Junho é mês crítico e cheio de contrastes. Diz a sabedoria popular que, nos sonhos, o significado do mês de junho é de sucesso, mas ao mesmo tempo de uma perda enorme. O senso comum confirma esta orientação ao atestar “Junho calmoso, ano formoso” ou “Junho chuvoso, ano perigoso”.
Esta acentuada dicotomia leva-nos a acreditar que a providência divina dormitou brevemente sobre o assunto, tendo inadvertidamente o deus Chronos e a musa Clio misturado os fios do tempo e dando origem a uma multiplicidade de leituras. Como classificar tal atitude? Dirão uns que se trata de negligência pura e dura, outros de apenas e tão só uma fatalidade, imprevisível mesmo à ciência divina que tudo vê, tudo sabe e sobre tudo decide.
Perguntará o leitor qual a relação tempo/divindade para um portal inteiramente dedicado a bombeiros. Se substituirmos as entidades divinas por seres terrenos e habitualmente imperfeitos, concluiremos que negligência e fatalidade são vocábulos vulgarmente utilizados nesta época, ao volátil prazer de cada um.
Segundo o Priberam, negligência é sinónimo de incúria, desleixo.

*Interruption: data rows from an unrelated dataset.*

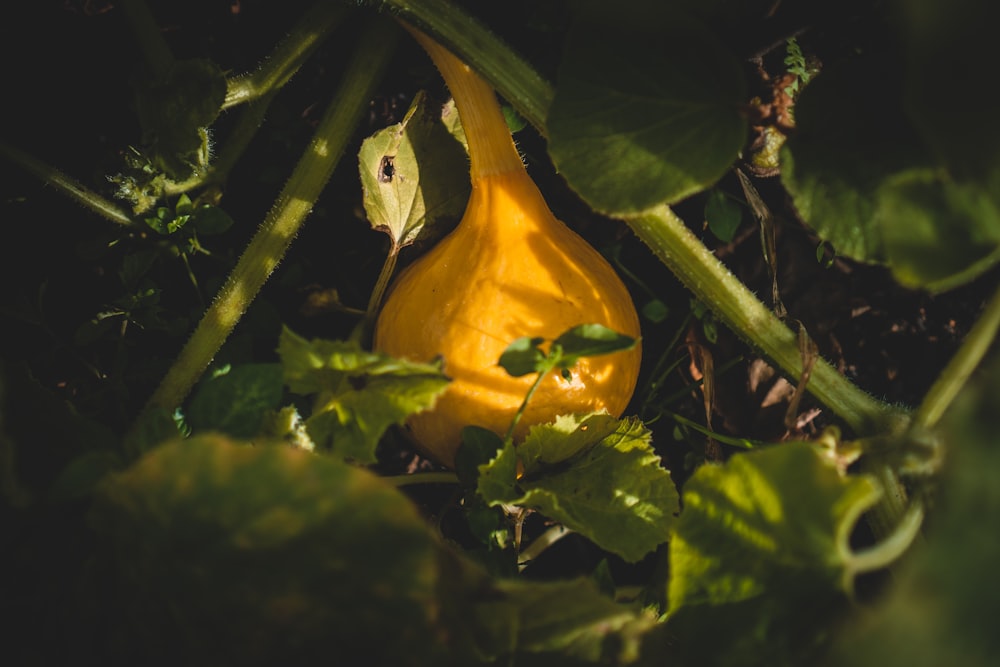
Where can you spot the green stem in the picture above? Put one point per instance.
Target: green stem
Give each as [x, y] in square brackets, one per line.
[242, 134]
[475, 45]
[669, 239]
[307, 34]
[957, 372]
[371, 57]
[155, 51]
[737, 307]
[892, 547]
[381, 285]
[524, 404]
[68, 186]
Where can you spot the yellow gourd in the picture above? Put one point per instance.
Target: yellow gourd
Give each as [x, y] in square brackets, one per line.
[509, 269]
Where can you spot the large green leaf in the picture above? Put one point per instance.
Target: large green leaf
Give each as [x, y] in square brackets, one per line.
[942, 606]
[646, 109]
[880, 189]
[218, 552]
[358, 394]
[842, 153]
[762, 552]
[223, 553]
[595, 474]
[763, 519]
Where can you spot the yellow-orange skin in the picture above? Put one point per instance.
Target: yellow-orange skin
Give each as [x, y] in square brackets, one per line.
[509, 269]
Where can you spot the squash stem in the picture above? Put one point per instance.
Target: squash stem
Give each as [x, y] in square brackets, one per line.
[474, 43]
[491, 147]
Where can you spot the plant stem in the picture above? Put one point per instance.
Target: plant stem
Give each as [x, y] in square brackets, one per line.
[155, 51]
[307, 34]
[474, 44]
[894, 545]
[975, 346]
[364, 71]
[68, 186]
[491, 147]
[713, 284]
[671, 241]
[549, 365]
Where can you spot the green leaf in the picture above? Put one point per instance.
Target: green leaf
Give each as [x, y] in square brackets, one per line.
[841, 153]
[523, 356]
[765, 518]
[209, 220]
[938, 234]
[413, 174]
[234, 554]
[940, 608]
[590, 340]
[723, 215]
[867, 182]
[762, 548]
[235, 402]
[358, 394]
[595, 474]
[646, 109]
[479, 446]
[572, 618]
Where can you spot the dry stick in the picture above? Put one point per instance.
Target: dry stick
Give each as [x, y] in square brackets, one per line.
[372, 55]
[672, 242]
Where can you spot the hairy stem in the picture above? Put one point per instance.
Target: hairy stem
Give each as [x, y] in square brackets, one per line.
[957, 372]
[737, 307]
[300, 43]
[67, 186]
[474, 44]
[269, 244]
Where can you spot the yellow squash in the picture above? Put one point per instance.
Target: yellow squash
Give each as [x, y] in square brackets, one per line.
[509, 269]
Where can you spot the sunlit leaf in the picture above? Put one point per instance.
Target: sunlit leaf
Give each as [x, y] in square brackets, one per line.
[358, 394]
[590, 340]
[762, 519]
[595, 474]
[646, 108]
[762, 546]
[413, 173]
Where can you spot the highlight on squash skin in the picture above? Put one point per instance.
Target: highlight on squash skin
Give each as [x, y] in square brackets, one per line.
[509, 269]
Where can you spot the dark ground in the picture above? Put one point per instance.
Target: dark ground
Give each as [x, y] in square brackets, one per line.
[67, 68]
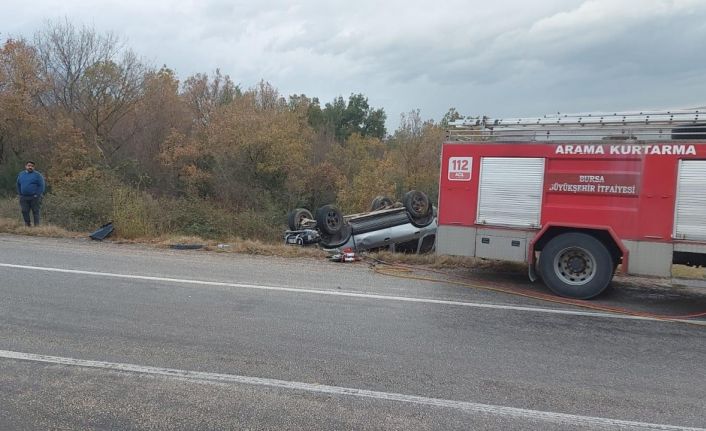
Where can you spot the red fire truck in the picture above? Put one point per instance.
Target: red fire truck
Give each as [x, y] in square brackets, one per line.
[575, 196]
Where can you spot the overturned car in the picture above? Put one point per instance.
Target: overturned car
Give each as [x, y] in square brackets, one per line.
[408, 226]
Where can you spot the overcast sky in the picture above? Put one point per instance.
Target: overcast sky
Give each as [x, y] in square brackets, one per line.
[500, 57]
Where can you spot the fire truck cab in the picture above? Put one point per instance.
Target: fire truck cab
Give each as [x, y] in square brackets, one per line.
[576, 196]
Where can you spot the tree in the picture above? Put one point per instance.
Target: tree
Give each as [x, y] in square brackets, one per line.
[204, 94]
[414, 149]
[20, 120]
[450, 116]
[93, 79]
[356, 116]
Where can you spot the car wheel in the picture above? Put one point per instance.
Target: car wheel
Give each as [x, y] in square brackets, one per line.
[297, 216]
[576, 265]
[329, 219]
[417, 204]
[380, 202]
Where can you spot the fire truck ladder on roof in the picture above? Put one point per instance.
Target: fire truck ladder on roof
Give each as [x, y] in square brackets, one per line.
[643, 125]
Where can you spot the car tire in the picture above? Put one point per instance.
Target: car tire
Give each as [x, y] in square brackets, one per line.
[296, 216]
[329, 219]
[576, 265]
[417, 204]
[380, 202]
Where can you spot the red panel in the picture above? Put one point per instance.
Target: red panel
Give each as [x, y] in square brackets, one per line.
[633, 193]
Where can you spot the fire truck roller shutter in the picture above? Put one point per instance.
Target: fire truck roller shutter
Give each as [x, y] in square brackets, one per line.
[690, 216]
[576, 265]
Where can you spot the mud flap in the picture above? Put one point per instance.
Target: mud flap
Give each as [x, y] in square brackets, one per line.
[103, 232]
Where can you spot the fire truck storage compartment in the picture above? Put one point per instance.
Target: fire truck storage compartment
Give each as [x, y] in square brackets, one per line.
[510, 191]
[502, 244]
[690, 217]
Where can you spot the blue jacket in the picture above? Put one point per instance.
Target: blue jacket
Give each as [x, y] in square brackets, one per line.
[30, 184]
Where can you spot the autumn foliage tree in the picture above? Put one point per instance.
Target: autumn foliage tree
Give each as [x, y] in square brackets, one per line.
[199, 155]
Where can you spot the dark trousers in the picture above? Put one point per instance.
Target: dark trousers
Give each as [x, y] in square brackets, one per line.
[30, 203]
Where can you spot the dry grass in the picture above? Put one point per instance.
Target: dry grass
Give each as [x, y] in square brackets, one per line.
[254, 247]
[47, 230]
[435, 261]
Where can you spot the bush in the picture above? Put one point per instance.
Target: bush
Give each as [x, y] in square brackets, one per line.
[131, 213]
[81, 202]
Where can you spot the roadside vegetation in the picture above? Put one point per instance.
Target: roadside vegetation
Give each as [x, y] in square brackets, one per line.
[119, 140]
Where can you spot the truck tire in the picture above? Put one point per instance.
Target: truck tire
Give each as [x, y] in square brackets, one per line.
[329, 219]
[296, 216]
[380, 202]
[576, 265]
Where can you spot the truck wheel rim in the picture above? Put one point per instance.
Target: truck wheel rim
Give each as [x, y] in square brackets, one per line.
[575, 266]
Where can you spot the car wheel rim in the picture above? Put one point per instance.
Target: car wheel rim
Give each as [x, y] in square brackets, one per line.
[332, 220]
[419, 205]
[575, 266]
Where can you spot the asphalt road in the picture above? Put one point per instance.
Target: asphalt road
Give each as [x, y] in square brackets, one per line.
[107, 336]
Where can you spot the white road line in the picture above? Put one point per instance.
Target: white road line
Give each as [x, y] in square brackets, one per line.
[332, 293]
[487, 409]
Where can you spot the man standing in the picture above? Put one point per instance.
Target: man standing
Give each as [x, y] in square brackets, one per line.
[30, 188]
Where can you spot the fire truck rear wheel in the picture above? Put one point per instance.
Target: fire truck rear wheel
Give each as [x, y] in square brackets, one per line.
[576, 265]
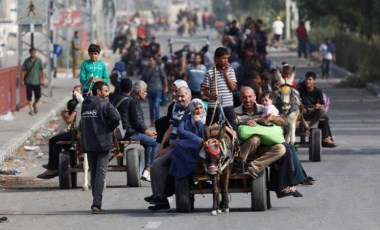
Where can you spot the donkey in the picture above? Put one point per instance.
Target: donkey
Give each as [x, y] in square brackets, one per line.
[291, 105]
[219, 146]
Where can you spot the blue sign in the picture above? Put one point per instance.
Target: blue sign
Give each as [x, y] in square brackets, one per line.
[57, 50]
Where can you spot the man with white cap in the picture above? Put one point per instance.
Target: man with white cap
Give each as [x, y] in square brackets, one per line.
[160, 168]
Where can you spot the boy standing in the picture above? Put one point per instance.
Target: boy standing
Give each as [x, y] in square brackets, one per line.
[92, 70]
[33, 78]
[218, 85]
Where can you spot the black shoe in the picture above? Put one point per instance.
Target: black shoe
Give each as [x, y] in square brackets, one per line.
[96, 209]
[149, 198]
[159, 201]
[308, 181]
[159, 207]
[3, 219]
[283, 194]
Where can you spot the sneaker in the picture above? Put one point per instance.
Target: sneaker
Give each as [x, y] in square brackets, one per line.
[95, 209]
[146, 175]
[149, 198]
[48, 174]
[159, 207]
[159, 201]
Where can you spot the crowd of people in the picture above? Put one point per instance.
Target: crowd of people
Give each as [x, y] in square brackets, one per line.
[235, 85]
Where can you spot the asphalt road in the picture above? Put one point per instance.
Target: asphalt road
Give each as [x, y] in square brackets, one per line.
[343, 197]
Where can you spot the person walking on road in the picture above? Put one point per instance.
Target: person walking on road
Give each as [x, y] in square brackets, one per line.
[327, 50]
[99, 119]
[194, 76]
[155, 78]
[33, 77]
[301, 34]
[92, 70]
[75, 50]
[277, 28]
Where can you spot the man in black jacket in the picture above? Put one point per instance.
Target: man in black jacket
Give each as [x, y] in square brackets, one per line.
[314, 104]
[99, 120]
[132, 117]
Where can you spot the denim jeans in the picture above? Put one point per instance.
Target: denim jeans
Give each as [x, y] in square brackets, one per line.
[154, 100]
[150, 146]
[98, 163]
[261, 155]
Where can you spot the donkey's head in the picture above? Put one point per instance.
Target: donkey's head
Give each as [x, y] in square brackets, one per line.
[214, 138]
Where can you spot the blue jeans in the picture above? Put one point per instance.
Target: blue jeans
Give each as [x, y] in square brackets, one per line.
[150, 146]
[154, 100]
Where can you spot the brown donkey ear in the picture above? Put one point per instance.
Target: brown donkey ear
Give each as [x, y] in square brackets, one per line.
[222, 131]
[206, 132]
[279, 76]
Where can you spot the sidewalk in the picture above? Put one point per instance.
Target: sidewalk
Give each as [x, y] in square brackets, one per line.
[14, 133]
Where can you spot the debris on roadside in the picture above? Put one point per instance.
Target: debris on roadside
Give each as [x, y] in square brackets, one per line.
[10, 172]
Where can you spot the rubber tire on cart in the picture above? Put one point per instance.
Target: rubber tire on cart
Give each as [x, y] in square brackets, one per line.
[269, 203]
[65, 176]
[183, 199]
[259, 193]
[315, 145]
[134, 167]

Pergunto eu, por vezes, nos meus momentos de introspeção, se os problemas que assolam a estrutura dos bombeiros não resultam, em grande parte, de negligência humana. É fácil apontar o dedo aos operacionais que, no terreno e durante a época estival, não conseguem controlar devidamente um incêndio florestal devido a fatores distintos, esquecendo alguns iluminados que estes homens e mulheres constituem a ponta mais exposta e visível de um iceberg e apenas atuam no momento em que todo o sistema, a montante, falhou. Falhou a prevenção, falhou a atenção devida às associações, falhou a manutenção de uma estrutura maioritariamente voluntária, essencial a um País e que a trata como se fora a “tropa barata” e até descartável no sistema de proteção e socorro.

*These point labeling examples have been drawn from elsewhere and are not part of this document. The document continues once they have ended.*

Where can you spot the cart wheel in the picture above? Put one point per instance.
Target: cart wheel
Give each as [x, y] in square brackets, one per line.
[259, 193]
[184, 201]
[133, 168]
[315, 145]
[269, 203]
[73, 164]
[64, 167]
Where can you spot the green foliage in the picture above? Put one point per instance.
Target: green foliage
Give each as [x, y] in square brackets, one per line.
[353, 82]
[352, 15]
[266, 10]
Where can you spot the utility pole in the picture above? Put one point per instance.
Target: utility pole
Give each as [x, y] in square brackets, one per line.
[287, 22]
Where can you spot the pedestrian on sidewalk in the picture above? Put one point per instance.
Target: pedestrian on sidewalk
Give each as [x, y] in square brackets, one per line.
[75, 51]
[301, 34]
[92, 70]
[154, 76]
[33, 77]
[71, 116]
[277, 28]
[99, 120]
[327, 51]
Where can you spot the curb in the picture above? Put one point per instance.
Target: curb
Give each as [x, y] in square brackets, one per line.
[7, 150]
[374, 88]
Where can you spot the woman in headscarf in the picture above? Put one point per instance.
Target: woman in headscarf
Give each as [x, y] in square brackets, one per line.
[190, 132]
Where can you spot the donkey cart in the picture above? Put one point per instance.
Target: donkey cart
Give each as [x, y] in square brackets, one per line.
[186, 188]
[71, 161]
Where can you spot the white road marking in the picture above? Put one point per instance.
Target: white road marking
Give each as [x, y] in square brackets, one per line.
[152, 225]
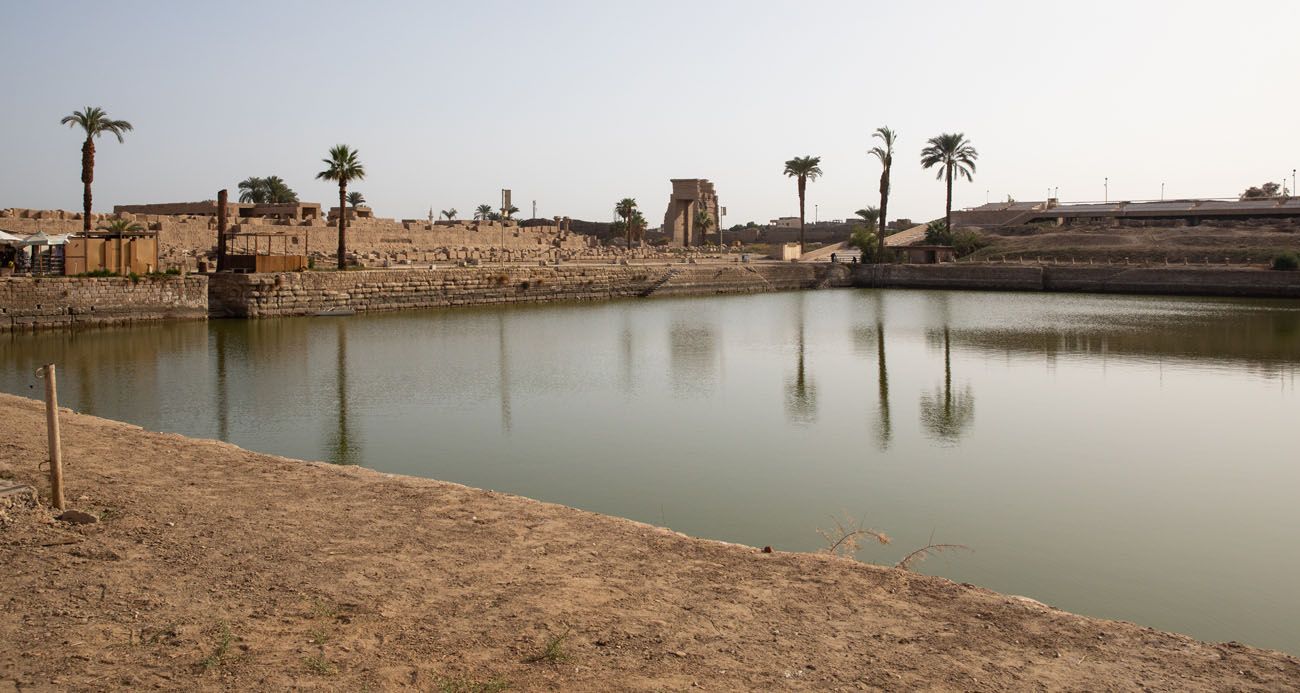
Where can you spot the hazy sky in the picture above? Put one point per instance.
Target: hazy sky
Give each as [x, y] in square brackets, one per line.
[577, 104]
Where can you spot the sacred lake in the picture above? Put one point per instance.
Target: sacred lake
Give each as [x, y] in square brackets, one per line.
[1119, 457]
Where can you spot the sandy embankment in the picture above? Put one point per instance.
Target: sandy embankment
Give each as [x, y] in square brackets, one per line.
[215, 567]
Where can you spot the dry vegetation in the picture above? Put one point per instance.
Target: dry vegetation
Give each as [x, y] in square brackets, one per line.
[1239, 243]
[219, 568]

Fatalidade? Não creio, amigo leitor. Fatalidades são as inconstâncias climatéricas que nos apanham totalmente desprevenidos. Falamos aqui de negligência, pura e dura. Negligência sobretudo na governação, a todos os níveis e na maioria dos sectores.
Surpreendido? Talvez não, como já vem sendo hábito! Um dos exemplos mais recentes veio publicado no Jornal Nordeste (nº 862, de 21 de Maio de 2013), no qual o Ministro da Educação refere que os docentes do Interior terão que procurar emprego no Litoral, reflexo da desertificação daquela zona do País. Em última instância, assistiremos com a serenidade habitual ao encerramento de infraestruturas educativas por ausência de recursos humanos.

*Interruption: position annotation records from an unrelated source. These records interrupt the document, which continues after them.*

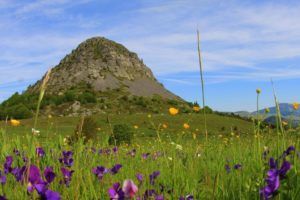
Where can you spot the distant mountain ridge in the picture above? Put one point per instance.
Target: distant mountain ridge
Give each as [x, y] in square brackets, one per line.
[99, 76]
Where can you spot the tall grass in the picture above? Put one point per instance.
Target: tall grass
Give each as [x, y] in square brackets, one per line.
[202, 83]
[42, 92]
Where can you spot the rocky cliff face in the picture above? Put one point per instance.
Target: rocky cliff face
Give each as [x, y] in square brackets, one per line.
[105, 65]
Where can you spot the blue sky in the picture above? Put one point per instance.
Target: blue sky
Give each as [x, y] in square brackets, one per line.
[244, 43]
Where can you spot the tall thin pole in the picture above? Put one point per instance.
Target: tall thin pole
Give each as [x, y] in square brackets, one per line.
[202, 84]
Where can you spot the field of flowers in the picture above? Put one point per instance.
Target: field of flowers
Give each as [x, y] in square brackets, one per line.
[171, 165]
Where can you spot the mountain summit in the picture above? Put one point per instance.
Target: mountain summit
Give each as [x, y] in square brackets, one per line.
[100, 75]
[104, 65]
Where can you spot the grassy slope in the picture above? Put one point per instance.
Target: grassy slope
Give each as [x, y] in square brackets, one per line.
[66, 125]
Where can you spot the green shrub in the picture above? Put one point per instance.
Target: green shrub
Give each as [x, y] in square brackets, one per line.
[122, 133]
[19, 111]
[85, 129]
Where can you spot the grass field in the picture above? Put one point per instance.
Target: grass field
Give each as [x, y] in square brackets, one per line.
[232, 164]
[66, 125]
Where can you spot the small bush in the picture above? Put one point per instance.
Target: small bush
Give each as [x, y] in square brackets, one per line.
[122, 133]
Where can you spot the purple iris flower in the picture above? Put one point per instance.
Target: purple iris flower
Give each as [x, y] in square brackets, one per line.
[145, 155]
[149, 193]
[19, 173]
[132, 153]
[7, 164]
[99, 171]
[93, 149]
[274, 175]
[107, 151]
[16, 152]
[2, 179]
[3, 197]
[67, 176]
[139, 178]
[116, 192]
[289, 150]
[115, 149]
[227, 168]
[25, 159]
[50, 195]
[66, 158]
[40, 152]
[100, 151]
[35, 182]
[115, 169]
[237, 166]
[153, 176]
[156, 155]
[188, 197]
[159, 197]
[49, 174]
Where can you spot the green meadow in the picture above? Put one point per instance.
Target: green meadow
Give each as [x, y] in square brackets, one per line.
[231, 164]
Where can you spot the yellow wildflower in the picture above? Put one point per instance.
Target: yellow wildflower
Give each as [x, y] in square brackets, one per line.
[173, 111]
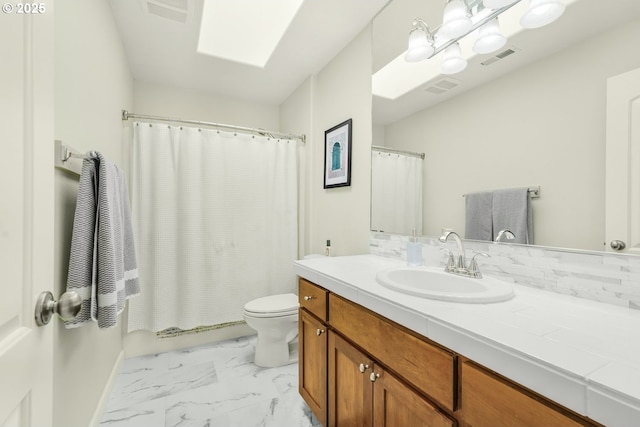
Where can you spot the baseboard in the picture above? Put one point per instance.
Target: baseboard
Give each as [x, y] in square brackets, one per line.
[104, 398]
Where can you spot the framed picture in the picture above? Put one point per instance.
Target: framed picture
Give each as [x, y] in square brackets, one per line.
[337, 155]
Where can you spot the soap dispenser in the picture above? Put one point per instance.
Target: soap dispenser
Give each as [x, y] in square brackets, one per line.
[327, 249]
[414, 251]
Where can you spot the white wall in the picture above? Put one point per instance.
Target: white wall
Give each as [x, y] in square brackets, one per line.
[168, 101]
[541, 125]
[163, 100]
[342, 90]
[92, 84]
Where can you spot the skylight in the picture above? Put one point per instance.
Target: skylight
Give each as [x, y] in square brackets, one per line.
[245, 31]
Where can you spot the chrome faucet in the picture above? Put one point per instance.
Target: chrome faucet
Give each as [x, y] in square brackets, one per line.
[506, 233]
[460, 263]
[460, 267]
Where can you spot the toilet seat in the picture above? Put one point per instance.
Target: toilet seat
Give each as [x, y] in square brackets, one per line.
[273, 306]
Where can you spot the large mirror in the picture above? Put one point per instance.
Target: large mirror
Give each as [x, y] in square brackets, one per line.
[532, 114]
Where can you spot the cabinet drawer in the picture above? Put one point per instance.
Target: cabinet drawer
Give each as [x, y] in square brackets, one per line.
[488, 400]
[427, 367]
[313, 298]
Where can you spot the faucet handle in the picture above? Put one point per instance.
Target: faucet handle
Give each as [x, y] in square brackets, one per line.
[451, 264]
[473, 266]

Imaginemos, por ventura, que “a moda pega” e se aplica aos Corpos de Bombeiros. Como referiu o Sérgio Cipriano na sua última crónica, poderemos assistir à morte lenta, à agonia que conduzirá os Corpos de Bombeiros, localizados em sede de concelho, à sua extinção devido à escassez de meios humanos que sempre se disponibilizaram a proteger vidas e bens. Exagerado? Não creio. É que os corpos de bombeiros não são apenas constituídos por docentes, mas também por outros cidadãos que, à míngua de emprego, se deslocam também, de malas aviadas e com toda a família, para o Litoral e mesmo para o exterior do País. Como diz o povo, e com razão, “deixa arder!”.
O que será da população que vai ficar ao abandono, em terras desprovidas de serviços e gentes? Confesso que não quero nem pensar!
Apesar de pequeno, continuamos com um País a duas velocidades por incúria de alguns que não exerceram as suas responsabilidades em devido tempo. Quem sabe, um destes dias, não assistimos também à morte de uma Nação que terá na sua lápide o seguinte epitáfio:
“Aqui jaz um País moribundo, que nasceu forte, enérgico e aventureiro!
Morreu exausto, corroído, depressivo e sem dinheiro.”